Download or read book Merchant Mills Sewing Book written by Carolyn N. K. Denham and published by Chronicle Books. This book was released on 2014-02-11 with total page 176 pages. Available in PDF, EPUB and Kindle. Book excerpt: With an emphasis on quality, craftsmanship, and simplicity, this beginner’s sewing guide features fifteen stylish and useful skill-building projects. The Merchant & Mills Sewing Book guides you through the basics of sewing with a series of step-by-step projects that are both functional and beautiful.
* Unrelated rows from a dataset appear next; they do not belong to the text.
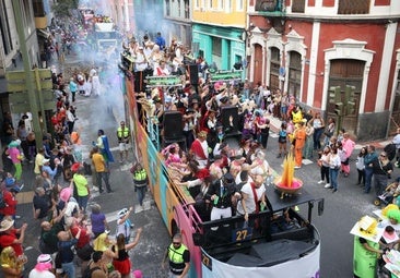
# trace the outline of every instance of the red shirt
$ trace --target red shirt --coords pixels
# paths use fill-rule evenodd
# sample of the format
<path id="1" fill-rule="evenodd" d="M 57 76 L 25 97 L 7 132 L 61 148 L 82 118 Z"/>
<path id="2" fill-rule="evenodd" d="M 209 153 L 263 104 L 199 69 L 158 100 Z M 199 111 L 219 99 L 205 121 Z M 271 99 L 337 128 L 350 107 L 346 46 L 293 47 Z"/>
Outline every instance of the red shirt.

Part I presents a fundamental overview on the art of sewing, the tools and materials you will need and homegrown tips on essential good practice. In Part II, seasoned dressmaker Carolyn Denham leads you through fifteen achievable projects, each building on the skills gained as you progress through the book. Crafters and aspiring designers will master hand- and machine-sewing techniques, learn about fundamental tools and materials, and improve their tailoring skills before sewing timeless projects such as a maker’s apron, bolster cushion, flight bag, classic shirt, and more. Reflecting the distinctive utilitarian style of Merchant & Mills, this book reminds readers to keep it simple and do it well.